Monday, March 14, 2011

I'm horribly inconsistent, but I have firmly decided to add something to my blog atleast once a month. I have lots of easy excuses why I havent, but if my friends with kids can do it, then so can I right?
  This coming weekend marks my 30th birthday. A milestone that I hadn't thought much about until now. I remember that 30 certainly seemed much older when I was a child and it was my parents who were in their 30's. I certainly don't feel "old" by any means, I feel neither younger nor older than my 30 years. I have always only felt just exactly my age. 
  Looking back and reflecting on my life thus far, remembering back to when I was a young teenager and though there was a large degree of uncertainty, I had certainly a different idea of who I wanted to be when I was this age.  I never sat down and said "when I am 30 I want to have achieved or done.....", I'm not sure I even ever thought about what it would be like to be 30. But I had notions of what I expected would happen.

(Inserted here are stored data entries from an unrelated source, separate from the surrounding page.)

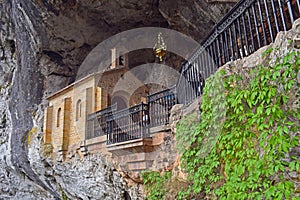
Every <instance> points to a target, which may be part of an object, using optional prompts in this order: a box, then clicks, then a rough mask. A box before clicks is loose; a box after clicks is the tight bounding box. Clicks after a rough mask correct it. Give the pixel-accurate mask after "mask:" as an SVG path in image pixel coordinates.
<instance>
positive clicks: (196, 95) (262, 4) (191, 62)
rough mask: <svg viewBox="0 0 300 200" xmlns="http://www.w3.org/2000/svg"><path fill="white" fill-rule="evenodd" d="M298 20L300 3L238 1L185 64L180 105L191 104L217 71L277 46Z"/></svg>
mask: <svg viewBox="0 0 300 200" xmlns="http://www.w3.org/2000/svg"><path fill="white" fill-rule="evenodd" d="M299 17H300V3H299V0H285V1H282V0H241V1H239V2H238V3H237V4H236V5H235V6H234V7H233V8H232V9H231V11H230V12H229V13H228V14H227V15H226V16H225V17H224V18H223V19H222V20H221V21H220V22H219V23H218V24H216V25H215V27H214V28H213V29H212V31H211V32H210V33H209V35H208V36H207V37H206V38H205V39H204V40H203V42H202V43H201V46H200V47H199V48H198V49H197V50H196V51H195V52H194V53H193V54H192V55H191V56H190V58H189V59H188V61H187V62H186V63H185V64H183V66H182V72H181V76H180V78H179V80H178V83H177V93H178V100H179V103H183V104H185V105H187V104H189V103H190V102H192V101H193V99H195V98H196V97H198V96H200V95H201V93H202V89H203V87H204V80H205V79H206V78H207V77H209V76H210V75H211V74H213V73H214V72H215V71H216V70H217V68H218V67H220V66H222V65H224V64H225V63H226V62H228V61H233V60H236V59H239V58H243V57H245V56H248V55H250V54H251V53H253V52H255V51H256V50H258V49H259V48H261V47H262V46H265V45H268V44H270V43H271V42H274V40H275V38H276V35H277V33H278V32H279V31H285V30H288V29H290V28H291V26H292V23H293V22H294V20H295V19H297V18H299ZM195 81H196V82H195Z"/></svg>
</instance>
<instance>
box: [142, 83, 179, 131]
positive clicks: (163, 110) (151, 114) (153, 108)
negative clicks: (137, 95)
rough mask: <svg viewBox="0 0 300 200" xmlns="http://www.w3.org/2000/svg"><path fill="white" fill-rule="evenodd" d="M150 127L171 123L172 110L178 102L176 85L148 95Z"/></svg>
mask: <svg viewBox="0 0 300 200" xmlns="http://www.w3.org/2000/svg"><path fill="white" fill-rule="evenodd" d="M147 100H148V104H149V116H150V127H155V126H160V125H165V124H168V123H169V118H170V112H171V109H172V107H173V105H175V104H176V103H177V97H176V87H175V86H174V87H172V88H170V89H166V90H163V91H160V92H157V93H154V94H151V95H148V98H147Z"/></svg>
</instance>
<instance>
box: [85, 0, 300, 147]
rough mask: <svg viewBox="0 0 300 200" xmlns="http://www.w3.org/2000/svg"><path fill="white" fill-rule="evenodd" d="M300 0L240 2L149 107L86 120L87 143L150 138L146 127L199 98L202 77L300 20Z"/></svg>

  I remember long summer evenings as the light was fading into the sky and I would watch the sunset over the trees in the mountains of the Bitterroot Valley where I lived in Montana, I would sit on a bench swing and just daydream away about my future. What young girl doesn't?  We all plan on how we are going to meet our future husbands, what kind of romantic things he would do, how he would propose, how we would get married and live happily ever after.  My idea of  "ever after" included being a therapist and working for the church. I would have 6 children with a large home and sizeable income. I couldn't picture myself as a stay-at-home mother. In fact, during the first year of my marriage when we went to file our taxes at H&R block, the tax preparor asked my occupation and when I explained that I wasn't working, just staying at home while pregnant, she promptly put me down as "homemaker". I was downright insulted! I was a working girl just on temporary break from working. There was NO way I was going to be a homemaker!! I certainly wasn't about to be a domesticated Susie homemaker who baked fresh pies and put them on her window sill, had a flourishing vegetable garden and gorgeous flower boxes, made home made crafts and sewed, everything that I now like to do.  It's been a standing joke between my husband and I ever since. Now when asked, I simply tell them I'm a stay-at-home mom. I'm no longer afraid of the title "homemaker". 
   So at first I did not enjoy being the stay-at-home mother. I had always worked for a living and enjoyed it.  From the time I was about 10 I would earn a small income doing odd jobs or babysitting for neighbors. I enjoyed working, the sense of pride and accomplishment and feeling like I was important because of whatever I was doing. However, when I became pregnant with my son, I determined right from the start that I would never put my children in the childcare systems out there. I felt they were too much of a hazard to a child's well-being. There are the pro's and con's to any decision and for some parents out there, that is the only choice. But I personally felt that it was wrong for me to do so when I had a choice and didn't need to work full-time. So I quit my part-time job which I did not enjoy anyways, and settled in to stay home. I didn't really know how to be a housewife though. I've never been the crafty, creative type. I didn't even decorate the place. I felt that my husband's income was his income, though he disagreed. So I was generally bored and restless at home.  After my son was born, I truly struggled with being a stay-at-home mother. It seemed so boring and brainless!  I was never good with small children and keeping them entertained. I didn't even like playing with legos or barbies when I was a child, I had no idea what to do to keep a child happy other than basic care. I have had to learn to entertain the child and also entertain myself. It's taken alot of practice.  Something I had to teach myself. Now, not only do I embrace the call to be home with my children, but I enjoy it and wouldn't have it any other way. I've found that I can let my inner child out. I can be silly and have fun, and my kids love it. I don't have to be an accomplished scholar or have any kind of a degree. Right now, I'm living in the moment with my kids and I've discovered a whole new world that I hadn't really thought I'd enjoy. Kind of like when you get hired for a job you're doubtful of but soon discover that's your most favorite job ever and you don't want to ever do anything else.  My children are such special and unique individuals and I can't imagine how boring my life would have been if they hadn't happened along.  The Lord truly knows what we need even when we don't think that's what we want right then. I'm grateful for the hand of a Master to guide me where I can't see.
  In the past few years there have been times when I've looked back and wished I had been able to do this or that, because others I know did and their lives look so much brighter than mine, but I've realized that I have my own individual story to write and that I'm not them so I can't live their life. I'm glad my life isn't what I dreamed of when I was 15. I love what I have now so much more and I'm grateful for what the Lord decided that I needed most. My family. 30 years from now I'll look back and I will cherish the journey that led me there.